Avery v. Diedrich

2006 WI App 144, 720 N.W.2d 103, 294 Wis. 2d 769, 2006 Wisc. App. LEXIS 494
CourtCourt of Appeals of Wisconsin
DecidedJune 7, 2006
Docket2005AP1730
StatusPublished
Cited by4 cases

This text of 2006 WI App 144 (Avery v. Diedrich) is published on Counsel Stack Legal Research, covering Court of Appeals of Wisconsin primary law. Counsel Stack provides free access to over 12 million legal documents including statutes, case law, regulations, and constitutions.

Bluebook
Avery v. Diedrich, 2006 WI App 144, 720 N.W.2d 103, 294 Wis. 2d 769, 2006 Wisc. App. LEXIS 494 (Wis. Ct. App. 2006).

Opinion

BROWN, J.

¶ 1. Wisconsin case law makes clear that when an insurance agent agrees to procure coverage that the client requests, the failure to acquire it exposes the agent to a suit claiming negligence. This case tests whether an agent is exposed to liability even if the client requests the coverage and the agent has not *772 agreed to procure it. We hold that the insurance agent is not so exposed and reverse the circuit court's determination to the contrary.

¶ 2. Given that this case involves a motion for summary judgment, we recite the facts in the light most favorable to the plaintiffs. See Rainbow Country Rentals and Retail, Inc. v. Ameritech Publ'g, Inc., 2005 WI 153, ¶ 13, 286 Wis. 2d 170, 706 N.W.2d 95 (evidence viewed in light most favorable to nonmovant). Mary Avery inherited a property in Green Lake, Wisconsin, from her father in early 2002. Her father had insured the property for $150,000, and she and her husband, Thomas Avery, later procured an Auto-Owners Insurance Company policy for the same amount through Drew Diedrich at The Diedrich Agency, Inc. (collectively, Diedrich). Diedrich had confirmed the $150,000 value by conducting an inspection of the premises and using an evaluation formula.
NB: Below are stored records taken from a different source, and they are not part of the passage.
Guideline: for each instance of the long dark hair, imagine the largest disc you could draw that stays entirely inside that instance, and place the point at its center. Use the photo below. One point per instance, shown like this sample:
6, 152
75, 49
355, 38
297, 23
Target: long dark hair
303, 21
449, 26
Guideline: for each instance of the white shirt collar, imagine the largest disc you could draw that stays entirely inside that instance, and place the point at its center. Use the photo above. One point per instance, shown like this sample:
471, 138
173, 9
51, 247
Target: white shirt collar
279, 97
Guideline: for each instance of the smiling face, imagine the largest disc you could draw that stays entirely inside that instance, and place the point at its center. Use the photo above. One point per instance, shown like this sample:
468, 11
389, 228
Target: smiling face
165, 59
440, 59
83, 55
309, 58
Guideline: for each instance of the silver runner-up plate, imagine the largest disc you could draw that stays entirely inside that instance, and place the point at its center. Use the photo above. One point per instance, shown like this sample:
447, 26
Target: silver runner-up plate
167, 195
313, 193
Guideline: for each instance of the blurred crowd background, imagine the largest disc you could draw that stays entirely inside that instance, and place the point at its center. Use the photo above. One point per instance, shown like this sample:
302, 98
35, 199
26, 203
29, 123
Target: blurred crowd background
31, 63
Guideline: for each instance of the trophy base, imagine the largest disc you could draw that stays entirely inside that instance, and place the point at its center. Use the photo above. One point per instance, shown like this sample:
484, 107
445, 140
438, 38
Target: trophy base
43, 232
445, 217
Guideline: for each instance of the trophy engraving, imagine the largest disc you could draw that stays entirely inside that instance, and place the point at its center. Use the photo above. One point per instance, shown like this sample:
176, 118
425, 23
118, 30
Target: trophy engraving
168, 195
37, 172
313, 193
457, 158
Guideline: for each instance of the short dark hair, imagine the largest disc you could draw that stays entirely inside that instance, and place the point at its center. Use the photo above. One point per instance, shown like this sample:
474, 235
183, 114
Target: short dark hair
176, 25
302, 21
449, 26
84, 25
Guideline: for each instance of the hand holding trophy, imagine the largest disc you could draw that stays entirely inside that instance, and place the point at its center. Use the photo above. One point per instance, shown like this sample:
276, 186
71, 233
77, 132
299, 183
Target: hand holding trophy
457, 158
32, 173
¶ 3. Months later in mid-July, the Averys had a meeting with Diedrich regarding various insurance policies. At that time, Thomas stated his opinion that the policy limits should be raised to at least $250,000 and asked Diedrich to increase coverage. Diedrich responded that the property was not worth that much and that a $100,000 increase on a $150,000 property would look suspicious. The Averys agreed to get an assessment to support the increased value and then get back to Diedrich.

¶ 4. The Averys subsequently obtained a verbal assessment from a contractor. However, they never communicated that fact to Diedrich. The parties did not discuss further the possibility of an increase in coverage, and Diedrich had not procured additional fire insurance coverage for the Averys as of September 6, when a fire occurred on the property. The $150,000 *773 policy limits turned out to be too low; the replacement cost of the property exceeded $250,000. The Averys sued Diedrich for damages on the theory that he negligently failed to increase their coverage.

¶ 5. Diedrich moved for summary judgment, and the circuit court held a hearing. Diedrich contended that an agreement between the parties was a necessary prerequisite to an insurance agent's duty to procure coverage for a customer. The court denied Diedrich's motion, interpreting Wisconsin law to require an agent to procure any coverage the customer requested, not just coverage it agreed to procure. The court relied primarily on three cases. It first cited Nelson v. Davidson, 155 Wis. 2d 674, 681, 456 N.W.2d 343 (1990), and Meyer v. Norgaard, 160 Wis. 2d 794, 798, 467 N.W.2d 141 (Ct. App. 1991), which state that an agent has a duty to act in good faith and follow the insured's instructions. It also noted that the law imposes on the insured the duty to determine how much coverage he or she needs. See Meyer, 160 Wis. 2d at 798-800. The court concluded that when insureds meet this obligation, they have done everything the law requires of them and therefore are entitled to demand that the agent follow their instructions. The court cited Lisa's Style Shop, Inc. v. Hagen Insurance Agency, Inc., 181 Wis. 2d 565, 577, 511 N.W.2d 849 (1994) — which held that absent a request by the insured to raise its policy limit, the agent's only duty was to ensure that existing coverage remained in effect — as support for its conclusion. According to the court, "[T]he inference there is if the insured then makes a request for increasing the coverage then there is a duty to carry that out. So I think ... the language in Lisa's Style Shop is consistent with the principles in both Nelson and Meyer." Diedrich appeals from the denial of summary judgment.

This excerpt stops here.